今月5日、ハリウッドを代表する名優の1人、カーク・ダグラスさんが、103歳で死去。総額8000万ドル(約88億円)に上る遺産のほぼ全額を、自らが設立したチャリティー財団に残したとニューヨーク・ポスト紙が報じた。

ダグラスさんと現在の妻アン・バイデンス・ダグラスさんが1964年に共同で設立した「ダグラス財団」は、夫妻が創立した小児病院や劇場、米セントローレンス大の奨学金などを支援。現在は、妻のアンさんが運営理事を務めているという。

映画「炎の人ゴッホ」(1956)「スパルタカス」(1960)などで知られるダグラスさんは、65年間連れ添った妻のアンさんや4人の子供たちにみとられ、息を引き取った。

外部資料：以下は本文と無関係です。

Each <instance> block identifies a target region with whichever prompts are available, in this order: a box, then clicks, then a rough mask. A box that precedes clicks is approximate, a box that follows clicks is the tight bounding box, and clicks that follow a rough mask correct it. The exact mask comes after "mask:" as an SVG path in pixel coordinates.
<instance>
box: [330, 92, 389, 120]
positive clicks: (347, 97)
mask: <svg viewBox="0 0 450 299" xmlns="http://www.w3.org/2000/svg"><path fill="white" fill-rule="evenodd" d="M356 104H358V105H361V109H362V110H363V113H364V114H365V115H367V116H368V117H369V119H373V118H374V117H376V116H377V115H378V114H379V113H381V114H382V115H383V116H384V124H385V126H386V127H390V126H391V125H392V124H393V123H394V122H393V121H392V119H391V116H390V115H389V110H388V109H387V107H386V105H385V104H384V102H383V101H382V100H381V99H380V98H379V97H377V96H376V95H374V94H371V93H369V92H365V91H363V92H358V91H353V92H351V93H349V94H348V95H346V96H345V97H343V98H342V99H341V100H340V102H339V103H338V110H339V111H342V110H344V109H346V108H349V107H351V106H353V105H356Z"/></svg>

ダグラスさんが最初の結婚でもうけたのが長男で俳優のマイケル・ダグラスで、次男は映画プロデューサーのジョエル・ダグラス氏。

1954年に再婚したアンさんとの間にも2人の子供をもうけており、ピーター・ダグラス氏はテレビ・プロデューサーとして活躍。俳優だったエリック・ダグラスさんは2004年、薬物の過剰摂取による事故で死亡している。

長男のマイケル・ダグラスは、1987年に「ウォール街」でアカデミー賞主演男優賞を受賞。数々の映画製作も手がけ、プロデューサーとしても手腕を発揮。総資産3億ドル(約330億円)ともいわれている。

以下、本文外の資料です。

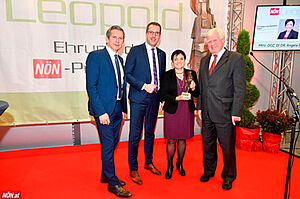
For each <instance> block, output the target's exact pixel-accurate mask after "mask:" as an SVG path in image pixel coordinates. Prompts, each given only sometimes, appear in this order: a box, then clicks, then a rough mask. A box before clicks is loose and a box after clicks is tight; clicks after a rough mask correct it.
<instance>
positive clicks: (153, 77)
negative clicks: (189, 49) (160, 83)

マイケルは父の死について、「カークは充実した人生を送った。映画界に、次の世代に永遠に生き続ける遺産と、世の人々を助けるために尽力した慈善家としての歴史を残した。しかし、僕と兄弟にとっては普通の父親であり、僕の妻や孫、彼の妻にとっては、素晴らしい義理の父、祖父、夫だった」とコメントした。

ダグラスさんは1996年にアカデミー名誉賞を受賞。1981年に大統領自由勲章、1985年にレジオン・ドヌール勲章などを受賞している。アカデミー賞には「チャンピオン」(1949)、「悪人と美女」(1952)、「炎の人ゴッホ」 (1956年)の3作品でノミネートされたが、いずれも受賞に至っていない。(ニューヨーク=鹿目直子)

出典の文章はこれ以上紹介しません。